Not everyone has the luxury of such niceties. Some people must face death every day, like the men and women whose work John Temple documents in his compelling new book.
This is a chronicle of several weeks Temple spent during the summer of 2000 in the Allegheny County Coroner's Office, exploring every stage of a death investigation, up to a hearing at which a homicide suspect learns whether he will have to stand trial.
Temple, a former Pittsburgh newspaper reporter who teaches journalism at West Virginia University, tells his story through the eyes of the deputy coroners who perform the initial investigation when a death is accidental or appears to be suspicious.
They are the first to examine a body at the scene and they make a preliminary determination as to the cause and time of death. The deputy coroners also have the unenviable task of notifying the next of kin, so their job necessarily entails some emotional distance.
"If you can't bear tragedy with a certain level of detachment, then you probably won't last long. The trick is to be detached without growing callous," Temple writes. "On difficult cases, Ed Strimlan reminds himself that he is not to blame for the victim's misfortune, and that he can best help by doing a good investigation."
Temple's book is unsentimental about death, and at times his prose takes on the staccato rhythm of a good crime novel.
He is unsparing but never gratuitous in his account of what death does to the human body, and he takes his readers step-by-step through autopsies as performed by forensic pathologists.
"Deadhouse" provides a concise and fascinating history of forensic pathology stretching back to the Middle Ages, including the evolution of the office of coroner in the United States.

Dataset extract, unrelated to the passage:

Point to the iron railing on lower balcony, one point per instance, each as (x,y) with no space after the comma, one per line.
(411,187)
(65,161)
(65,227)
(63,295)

In 1965, Dr. William R. Hunt became the first physician elected coroner in Allegheny County, and he set about to professionalize the office by hiring a young forensic pathologist named Cyril Wecht.
Wecht, of course, became famous nationally for challenging the Warren Commission report on the assassination of President Kennedy and locally for his numerous and venomous feuds with his political adversaries.
Out of the spotlight, Temple says that Wecht transformed the coroner's office. "The average shooting victim in Pittsburgh gets a painstaking and professional autopsy, a better postmortem than the president received in 1963."
Temple also examines the public's fascination with forensic science, from the "CSI" TV franchise back to Sherlock Holmes. One early 20th-century medical detective treated Arthur Conan Doyle's novels like textbooks, Temple writes.
"Ever since then ... forensic experts have been portrayed -- or portrayed themselves -- as Sherlockian: condescending, all-knowing and nearly infalliable," Wecht being no exception, of course.
But the coroner is merely a supporting player. The heroes are the deputies who do the grunt work of the office for little glory and meager pay.
They haul away bloated bodies that have been floating for days in the Allegheny River; they help a mother who has fainted after seeing a Polaroid of her dead son; and they preside over the arraignment of an accused killer who they know from their neighborhood.
And they face every day what the rest of us spend our lives trying to avoid.
"It's your job to hide death from others," Temple writes, "but maybe you get really good at hiding it from yourself as well."